CASE LAW UPDATE – DIMINISHED VALUE

Paul Oliver brought suit against James Henry for diminution in value of his 2008 Jeep Wrangler. In December, 2008, the parties were involved in a motor vehicle collision and Henry’s insurance company paid approximately $15,535.00 to repair the 2008 Jeep Wrangler, Oliver was driving. Oliver hired an appraisal expert who estimated that, even though repaired, the Wrangler had suffered a loss of value of $8,975.00, as a result of the damage from the collision. Oliver admittedly did not plan to trade, sell, or otherwise dispose of the vehicle anytime soon. Indeed, he admitted he continued to use it in the same manner as he had previously done.

In September, 2009, Oliver filed a lawsuit against Henry seeking damages for the Jeep Wrangler’s diminished value. In his answer Henry admitted negligence but claimed the lawsuit failed to state a claim upon which relief may be granted because the claim for diminished value is not actual improvable. Henry moved for summary judgment arguing that as a matter of law, Oliver could not establish an actual improvable law of diminished value because Oliver never tried to sell or trade in the Jeep Wrangler and continued to use and drive it exactly has he had since he bought it. Henry claimed that, although the fact of the accident could potentially result in a reduction in the vehicles market value, without selling or trading the vehicle, any attempt to establish its post repair value was speculative.

The Trial Court, in denying Henry’s motion for summary judgment, held that Plaintiff offered a sufficient proof of diminution of value to withstand a motion for summary judgment. Henry then appealed the Court’s denial of the summary judgment motion.

The Appellate Court held “we agree with Oliver that public policy does not support the idea that a victim should be required to sell his vehicle in order to establish a claim for diminished value and to prove the amount of the loss.” Oliver v. Henry, 1 CA-CV10-0701, July, 2011. The Appellate Court went on to note, a victim may encounter difficulty in selling the vehicle due to its accident history, which may occasion a delay in the sale and eventually cause natural depreciation to affect sale price, especially if the damage was extensive.

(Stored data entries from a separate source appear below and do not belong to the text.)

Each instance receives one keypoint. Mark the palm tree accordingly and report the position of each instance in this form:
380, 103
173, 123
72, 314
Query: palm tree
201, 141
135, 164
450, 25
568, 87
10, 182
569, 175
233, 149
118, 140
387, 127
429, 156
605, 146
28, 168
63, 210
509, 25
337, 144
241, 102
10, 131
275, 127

In summary, the Oliver Court concluded that Arizona Law does not require the sale or transfer of a damaged vehicle to establish a claim for diminution in value or to prove the amount of the loss in value. In the case at hand, Plaintiff’s loss occurred because the vehicle is damaged and even though it was repaired to industry standards, it could still have diminished value. So long as the owner can establish through competent evidence such as an expert appraisal of the pre-loss and post-repair values it is not necessary to prove an actual loss.